Great minds think alike, right?

Ok, so I’m sitting here at work bored out of my mind, pondering over just how unexciting my life currently is and a brilliant idea comes to me!  I ask myself, what do people nowadays pour their interests into?  What is it that gets all of those women that you work with excited and chattering when you get in to the office in the mornings?

Reality television.

Reality television is a 21st century phenomenon that takes the lives of everyone from the most famous (and the most infamous) of hollywood to everyday individuals (average Joes if you will) and makes their lives somehow seem very interesting.  In reality its just a way to feel connected to the world, to feel like you have community and fellowship with a world outside of your own home.
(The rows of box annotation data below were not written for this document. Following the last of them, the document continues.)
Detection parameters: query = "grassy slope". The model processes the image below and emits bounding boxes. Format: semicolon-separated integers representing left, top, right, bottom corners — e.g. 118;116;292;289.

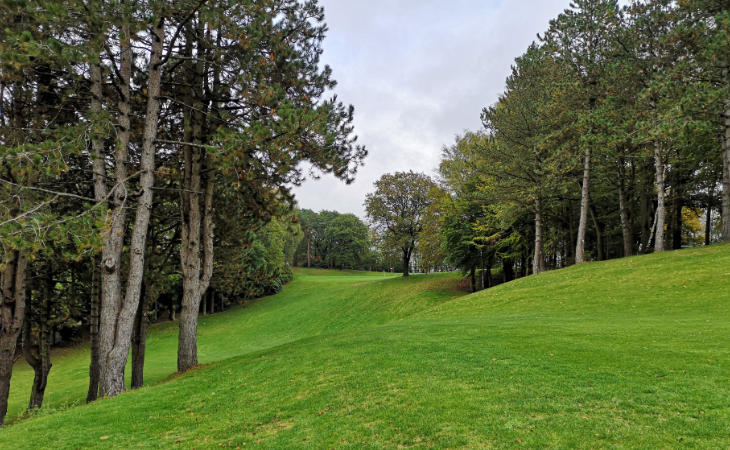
0;246;730;448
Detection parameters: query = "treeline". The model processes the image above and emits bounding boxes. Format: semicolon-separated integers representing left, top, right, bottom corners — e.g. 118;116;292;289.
0;0;366;424
366;0;730;290
440;0;730;282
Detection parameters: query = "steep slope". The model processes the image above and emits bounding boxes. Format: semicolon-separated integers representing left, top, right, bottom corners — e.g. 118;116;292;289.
0;246;730;448
2;269;463;423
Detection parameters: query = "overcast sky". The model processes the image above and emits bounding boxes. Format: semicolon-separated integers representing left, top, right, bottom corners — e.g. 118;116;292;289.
294;0;580;218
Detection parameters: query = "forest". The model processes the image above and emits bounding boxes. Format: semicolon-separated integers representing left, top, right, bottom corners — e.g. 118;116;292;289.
0;0;730;440
366;0;730;290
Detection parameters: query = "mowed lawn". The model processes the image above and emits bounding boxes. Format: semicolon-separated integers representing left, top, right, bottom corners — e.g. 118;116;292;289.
0;246;730;448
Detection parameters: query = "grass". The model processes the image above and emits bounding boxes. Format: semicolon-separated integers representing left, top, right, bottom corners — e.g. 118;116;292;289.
0;246;730;448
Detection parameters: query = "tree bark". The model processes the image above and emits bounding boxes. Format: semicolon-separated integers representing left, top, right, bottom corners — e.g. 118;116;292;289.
101;18;164;396
618;158;633;257
654;141;666;252
639;167;653;254
92;22;132;397
23;277;53;410
705;186;715;245
131;286;154;389
532;197;545;274
589;205;605;261
0;250;28;427
502;258;515;283
403;248;411;277
307;236;312;268
672;183;684;250
575;148;591;264
177;20;215;372
722;99;730;242
86;260;100;403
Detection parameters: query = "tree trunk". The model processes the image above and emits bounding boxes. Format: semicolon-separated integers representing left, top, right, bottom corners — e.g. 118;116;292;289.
639;170;653;253
86;259;100;403
132;285;154;389
92;22;132;396
23;276;54;410
532;197;545;274
502;258;515;283
177;20;214;372
705;186;715;245
307;236;312;268
722;99;730;242
486;256;494;289
618;158;633;257
101;18;164;396
403;248;411;277
672;186;684;250
654;141;666;252
575;148;591;264
0;250;28;427
589;205;605;261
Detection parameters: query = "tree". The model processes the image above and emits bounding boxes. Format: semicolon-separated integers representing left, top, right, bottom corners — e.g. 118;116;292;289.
544;0;618;264
170;0;367;371
365;171;436;277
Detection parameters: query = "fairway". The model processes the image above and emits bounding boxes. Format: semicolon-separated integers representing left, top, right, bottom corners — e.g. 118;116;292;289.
0;245;730;448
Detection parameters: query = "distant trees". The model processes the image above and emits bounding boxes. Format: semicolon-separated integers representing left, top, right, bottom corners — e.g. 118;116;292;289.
432;0;730;292
295;209;371;269
365;171;436;277
0;0;367;424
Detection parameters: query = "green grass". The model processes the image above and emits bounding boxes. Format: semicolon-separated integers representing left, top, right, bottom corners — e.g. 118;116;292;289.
0;246;730;448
With reality television and blogs and Twitter, suddenly the world doesn’t feel so small.

Is it real?  No.

Do you really know the people your connected with on these “social” outlets?  Not really, no.

Its crazy!  But at the same time it seems that its the only way anymore to get people to hear and notice you.  Its a false sense of reality, yes, but sometimes truth and reality just suck.  So you find yourself resorting to these pseudo relationships because fake ones are better than the ones that don’t exist at all, right?
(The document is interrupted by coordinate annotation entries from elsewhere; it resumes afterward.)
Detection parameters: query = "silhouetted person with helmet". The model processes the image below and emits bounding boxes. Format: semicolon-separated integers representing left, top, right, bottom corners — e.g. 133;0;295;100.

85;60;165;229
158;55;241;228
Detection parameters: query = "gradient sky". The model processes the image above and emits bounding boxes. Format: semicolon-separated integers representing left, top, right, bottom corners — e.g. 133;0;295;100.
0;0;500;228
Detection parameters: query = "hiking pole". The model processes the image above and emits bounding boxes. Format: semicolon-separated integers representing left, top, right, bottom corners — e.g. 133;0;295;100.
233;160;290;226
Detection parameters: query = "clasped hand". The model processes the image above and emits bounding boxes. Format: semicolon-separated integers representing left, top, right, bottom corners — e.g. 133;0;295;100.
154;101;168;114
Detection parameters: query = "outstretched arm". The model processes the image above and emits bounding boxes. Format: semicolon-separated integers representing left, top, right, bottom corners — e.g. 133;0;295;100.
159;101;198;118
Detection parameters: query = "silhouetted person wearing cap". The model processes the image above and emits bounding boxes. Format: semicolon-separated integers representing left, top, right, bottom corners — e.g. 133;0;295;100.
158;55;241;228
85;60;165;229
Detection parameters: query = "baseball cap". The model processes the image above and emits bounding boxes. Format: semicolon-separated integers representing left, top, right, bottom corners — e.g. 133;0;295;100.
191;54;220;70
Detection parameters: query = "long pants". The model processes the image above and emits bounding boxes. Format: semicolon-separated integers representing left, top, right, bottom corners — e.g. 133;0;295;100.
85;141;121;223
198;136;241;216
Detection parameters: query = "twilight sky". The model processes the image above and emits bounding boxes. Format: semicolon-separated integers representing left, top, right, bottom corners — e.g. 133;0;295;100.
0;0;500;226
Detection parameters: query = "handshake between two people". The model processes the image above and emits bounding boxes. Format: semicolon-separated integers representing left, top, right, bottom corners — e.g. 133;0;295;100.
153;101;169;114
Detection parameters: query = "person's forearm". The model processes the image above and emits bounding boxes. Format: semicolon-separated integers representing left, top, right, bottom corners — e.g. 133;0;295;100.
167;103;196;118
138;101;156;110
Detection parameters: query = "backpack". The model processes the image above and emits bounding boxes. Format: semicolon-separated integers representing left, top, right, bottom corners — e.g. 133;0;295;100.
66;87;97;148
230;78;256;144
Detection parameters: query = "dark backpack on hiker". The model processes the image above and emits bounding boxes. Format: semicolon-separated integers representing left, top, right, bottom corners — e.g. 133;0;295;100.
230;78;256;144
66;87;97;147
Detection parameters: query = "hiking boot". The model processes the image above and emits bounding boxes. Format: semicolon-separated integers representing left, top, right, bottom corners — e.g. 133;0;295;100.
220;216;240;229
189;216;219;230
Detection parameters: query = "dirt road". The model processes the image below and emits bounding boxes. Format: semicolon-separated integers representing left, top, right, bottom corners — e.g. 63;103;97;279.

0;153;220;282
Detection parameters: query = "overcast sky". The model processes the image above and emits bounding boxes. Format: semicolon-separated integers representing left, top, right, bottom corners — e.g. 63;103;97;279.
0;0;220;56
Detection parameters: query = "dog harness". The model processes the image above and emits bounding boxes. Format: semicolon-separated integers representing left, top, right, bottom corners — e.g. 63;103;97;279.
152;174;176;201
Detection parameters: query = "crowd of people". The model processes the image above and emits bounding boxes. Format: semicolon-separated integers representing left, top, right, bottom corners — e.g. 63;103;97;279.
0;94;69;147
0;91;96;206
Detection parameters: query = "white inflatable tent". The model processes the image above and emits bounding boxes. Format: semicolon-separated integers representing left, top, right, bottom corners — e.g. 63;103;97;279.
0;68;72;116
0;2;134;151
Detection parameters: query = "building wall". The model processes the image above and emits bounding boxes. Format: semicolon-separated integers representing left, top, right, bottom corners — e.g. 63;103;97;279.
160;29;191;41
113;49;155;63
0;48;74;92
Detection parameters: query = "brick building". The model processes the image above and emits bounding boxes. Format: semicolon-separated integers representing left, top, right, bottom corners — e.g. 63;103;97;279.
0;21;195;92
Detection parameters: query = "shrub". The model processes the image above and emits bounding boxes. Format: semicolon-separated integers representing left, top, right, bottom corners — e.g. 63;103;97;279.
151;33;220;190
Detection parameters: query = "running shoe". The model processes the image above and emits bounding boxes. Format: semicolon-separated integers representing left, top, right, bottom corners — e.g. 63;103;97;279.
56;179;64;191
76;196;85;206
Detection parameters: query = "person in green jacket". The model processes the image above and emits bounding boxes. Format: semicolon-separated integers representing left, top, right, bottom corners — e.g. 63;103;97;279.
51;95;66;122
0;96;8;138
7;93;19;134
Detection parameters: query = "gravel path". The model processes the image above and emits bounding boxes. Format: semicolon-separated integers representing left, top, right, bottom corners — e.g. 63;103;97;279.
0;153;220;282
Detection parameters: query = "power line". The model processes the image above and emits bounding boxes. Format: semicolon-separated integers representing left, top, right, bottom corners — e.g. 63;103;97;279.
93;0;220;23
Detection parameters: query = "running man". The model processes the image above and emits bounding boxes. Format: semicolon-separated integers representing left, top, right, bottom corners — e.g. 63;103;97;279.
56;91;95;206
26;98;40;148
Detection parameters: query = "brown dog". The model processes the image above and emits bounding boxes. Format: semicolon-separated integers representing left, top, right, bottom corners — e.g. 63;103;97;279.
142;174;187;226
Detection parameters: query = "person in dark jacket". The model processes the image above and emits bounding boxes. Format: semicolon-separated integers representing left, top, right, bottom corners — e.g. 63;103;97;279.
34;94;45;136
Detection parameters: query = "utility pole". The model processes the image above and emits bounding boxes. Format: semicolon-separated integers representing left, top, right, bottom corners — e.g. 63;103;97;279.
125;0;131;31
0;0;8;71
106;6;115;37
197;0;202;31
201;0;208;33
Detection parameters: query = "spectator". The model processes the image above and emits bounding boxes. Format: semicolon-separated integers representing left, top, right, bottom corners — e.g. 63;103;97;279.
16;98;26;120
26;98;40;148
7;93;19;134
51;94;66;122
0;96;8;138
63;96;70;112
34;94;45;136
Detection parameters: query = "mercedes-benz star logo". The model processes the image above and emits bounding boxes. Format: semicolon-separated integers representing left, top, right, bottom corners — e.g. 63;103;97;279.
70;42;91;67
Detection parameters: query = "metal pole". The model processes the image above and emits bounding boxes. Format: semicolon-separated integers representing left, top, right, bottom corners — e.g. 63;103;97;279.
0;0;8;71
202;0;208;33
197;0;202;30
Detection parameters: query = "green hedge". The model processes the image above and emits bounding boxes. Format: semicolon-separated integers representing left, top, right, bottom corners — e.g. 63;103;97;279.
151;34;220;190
So what is my brilliant idea?  Well, in truth, its not really that brilliant, nor that original, but I’ve decided to document my life in writing.  Why not share with people what its like to be me.  Yeah, narcissistic I know.  But isn’t it the only way people will get to know you anymore?
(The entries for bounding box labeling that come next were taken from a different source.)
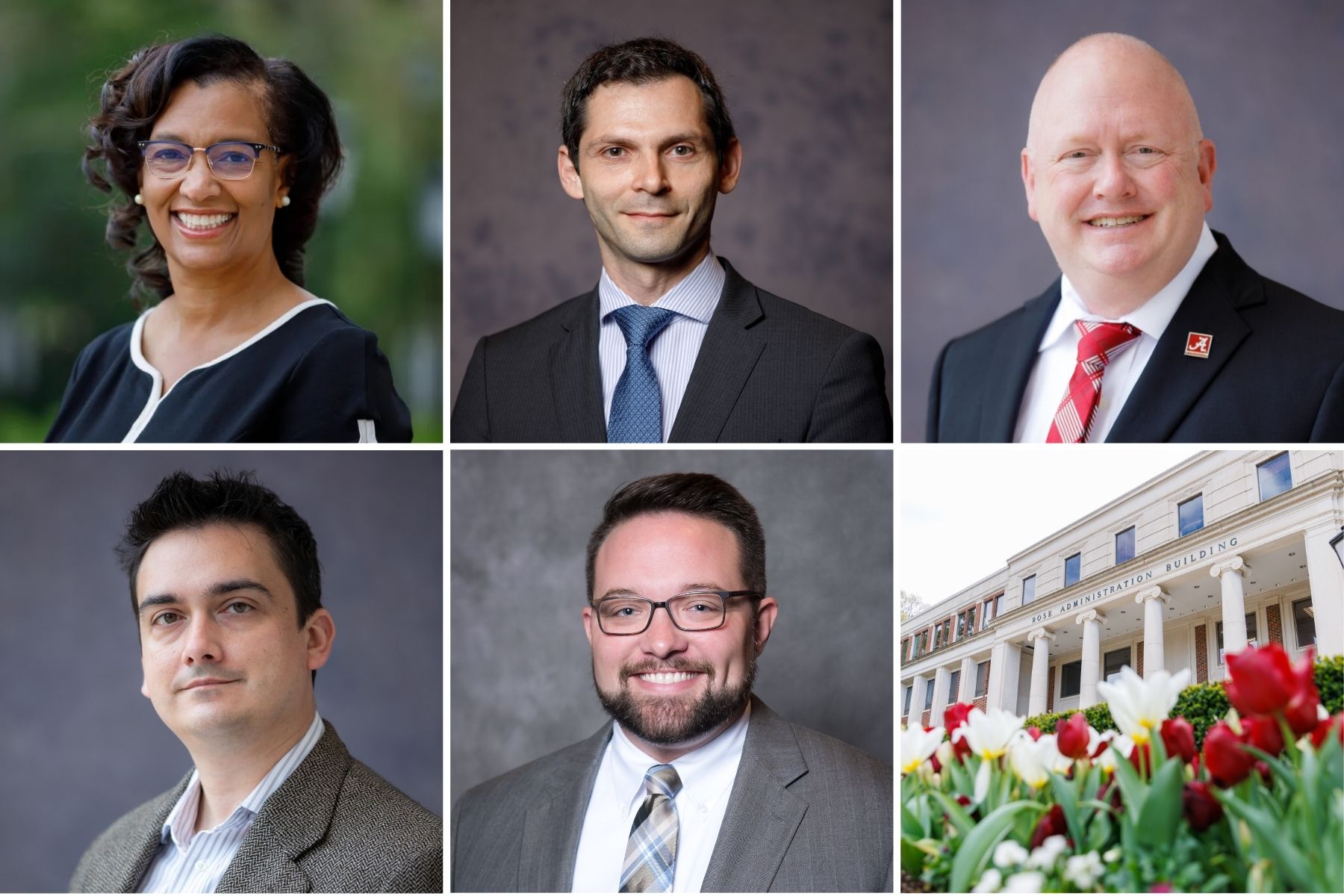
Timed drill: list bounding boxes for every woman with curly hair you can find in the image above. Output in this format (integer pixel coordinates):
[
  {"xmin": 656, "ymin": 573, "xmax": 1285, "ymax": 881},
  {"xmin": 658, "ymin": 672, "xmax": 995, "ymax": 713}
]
[{"xmin": 47, "ymin": 35, "xmax": 411, "ymax": 442}]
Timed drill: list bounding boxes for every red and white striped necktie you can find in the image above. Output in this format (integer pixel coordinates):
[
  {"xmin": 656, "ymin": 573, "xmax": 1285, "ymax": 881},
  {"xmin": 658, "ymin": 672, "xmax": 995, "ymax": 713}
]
[{"xmin": 1045, "ymin": 321, "xmax": 1141, "ymax": 442}]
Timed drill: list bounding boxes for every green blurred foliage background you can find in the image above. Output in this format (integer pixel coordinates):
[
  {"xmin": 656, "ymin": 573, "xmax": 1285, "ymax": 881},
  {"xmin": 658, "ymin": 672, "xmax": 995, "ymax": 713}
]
[{"xmin": 0, "ymin": 0, "xmax": 444, "ymax": 442}]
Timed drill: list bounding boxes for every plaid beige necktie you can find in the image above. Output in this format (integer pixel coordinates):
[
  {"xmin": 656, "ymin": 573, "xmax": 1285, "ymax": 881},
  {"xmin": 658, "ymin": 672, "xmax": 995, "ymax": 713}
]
[{"xmin": 621, "ymin": 765, "xmax": 682, "ymax": 893}]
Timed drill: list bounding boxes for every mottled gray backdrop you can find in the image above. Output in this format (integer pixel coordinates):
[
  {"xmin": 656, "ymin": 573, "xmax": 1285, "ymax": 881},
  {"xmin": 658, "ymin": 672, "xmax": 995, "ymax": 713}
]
[
  {"xmin": 449, "ymin": 449, "xmax": 895, "ymax": 800},
  {"xmin": 449, "ymin": 0, "xmax": 895, "ymax": 414},
  {"xmin": 0, "ymin": 450, "xmax": 444, "ymax": 892},
  {"xmin": 900, "ymin": 0, "xmax": 1344, "ymax": 442}
]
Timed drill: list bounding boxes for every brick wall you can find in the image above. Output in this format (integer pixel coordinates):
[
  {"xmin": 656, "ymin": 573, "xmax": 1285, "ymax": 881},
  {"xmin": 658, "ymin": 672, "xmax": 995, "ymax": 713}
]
[{"xmin": 1265, "ymin": 603, "xmax": 1284, "ymax": 646}]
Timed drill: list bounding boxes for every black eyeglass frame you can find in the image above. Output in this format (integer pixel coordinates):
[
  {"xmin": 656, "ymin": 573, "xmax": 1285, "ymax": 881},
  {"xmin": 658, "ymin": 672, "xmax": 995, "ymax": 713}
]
[
  {"xmin": 136, "ymin": 140, "xmax": 285, "ymax": 180},
  {"xmin": 588, "ymin": 591, "xmax": 765, "ymax": 637}
]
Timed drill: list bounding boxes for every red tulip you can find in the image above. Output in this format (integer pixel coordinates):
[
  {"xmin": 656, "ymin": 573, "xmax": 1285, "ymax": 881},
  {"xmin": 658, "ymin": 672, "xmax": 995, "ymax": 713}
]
[
  {"xmin": 1031, "ymin": 803, "xmax": 1074, "ymax": 849},
  {"xmin": 1204, "ymin": 721, "xmax": 1255, "ymax": 787},
  {"xmin": 1242, "ymin": 716, "xmax": 1284, "ymax": 756},
  {"xmin": 1055, "ymin": 712, "xmax": 1089, "ymax": 759},
  {"xmin": 1223, "ymin": 642, "xmax": 1297, "ymax": 716},
  {"xmin": 1284, "ymin": 647, "xmax": 1321, "ymax": 738},
  {"xmin": 1163, "ymin": 716, "xmax": 1199, "ymax": 762},
  {"xmin": 1180, "ymin": 780, "xmax": 1223, "ymax": 830}
]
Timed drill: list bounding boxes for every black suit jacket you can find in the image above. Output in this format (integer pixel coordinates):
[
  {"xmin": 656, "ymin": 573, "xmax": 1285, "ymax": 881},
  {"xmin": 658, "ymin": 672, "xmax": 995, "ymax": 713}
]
[
  {"xmin": 926, "ymin": 232, "xmax": 1344, "ymax": 442},
  {"xmin": 452, "ymin": 258, "xmax": 891, "ymax": 442}
]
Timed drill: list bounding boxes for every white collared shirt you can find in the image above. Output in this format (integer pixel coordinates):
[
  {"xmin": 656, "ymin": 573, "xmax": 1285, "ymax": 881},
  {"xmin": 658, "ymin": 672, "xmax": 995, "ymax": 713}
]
[
  {"xmin": 571, "ymin": 703, "xmax": 751, "ymax": 893},
  {"xmin": 1013, "ymin": 222, "xmax": 1218, "ymax": 442},
  {"xmin": 138, "ymin": 712, "xmax": 323, "ymax": 893},
  {"xmin": 597, "ymin": 249, "xmax": 729, "ymax": 442}
]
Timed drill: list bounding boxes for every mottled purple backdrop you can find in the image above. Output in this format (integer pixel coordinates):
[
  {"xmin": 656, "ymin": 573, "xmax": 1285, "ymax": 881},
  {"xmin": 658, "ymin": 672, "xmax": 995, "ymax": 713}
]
[
  {"xmin": 900, "ymin": 0, "xmax": 1344, "ymax": 442},
  {"xmin": 449, "ymin": 0, "xmax": 895, "ymax": 416}
]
So for the old friends that don’t bother to stay in touch with me and the new friends that want to get to know me better, here is your chance.

Here is…well…me!

Heres to the New Year…

As the new year begins I find that people tend to begin feeling a little bit lighter and a little bit more optimistic about the year ahead.  Its kind of a strange phenomenon, this new year ambition.  People tend to feel that a new year means life has given us all a new chapter. A blank slate if you will.  A chance to remedy and correct all of the mishaps and mistakes of the previous year.  We label this new year excitement as a phenomenon because in reality January 1st is just another day in the course of everyone’s life.  One can begin or end a project, a lifestyle, or an ambition any day of the year and have the same chance of success.

So why January 1st?

Despite the somewhat silly notion that resolutions and goals need to begin on January 1st, so many of us take advantage of feeling like we now have a starting point for our clean slate. A launching pad for our ambitions and projects.

So what do I have to say to all of you who have so enthusiastically crafted your 2012 resolutions spreadsheet?

GO FOR IT!!!

I have, I think for the first time in my life, come up with my own 2012 resolutions and goals.  I have already begun my read through the Bible in a year plan, and I have already cut out fast food and soft drinks from my diet.  I am keeping myself physically active and healthy.  I have begun pursuing my dream of being a stage actor/singer by entering myself into the Lotte Lenya Competition for musical theater.  I am participating in a local volunteer playhouse and plan on auditioning for some of the professional theaters around town in the spring.  In two weeks I will be leaving for New Zealand where I will be backpacking with people from around the world!

I have decided not to sit around waiting anymore.

And while a new year’s resolution is great and healthy, the key is to realize that we can (and should) treat every day as if it was January 1st.  Set your goals and if you fall off that diet and exercise wagon, don’t wait until January 1, 2013 to start it back up again because there is no difference between January 1st and July 23.  Every day is a new beginning and should be regarded as such!

So heres to the new year!  I’m going to start writing because frankly, i like to write.  So those who want to journey this year with me great!  I’ll be sharing about my trip to New Zealand, and I’ll let everyone know how all of my auditions go and then everything else that God has planned for me this year!  This leaves me feeling slightly narcissistic but I have a feeling this year is going to be good and when things are good you just feel like sharing!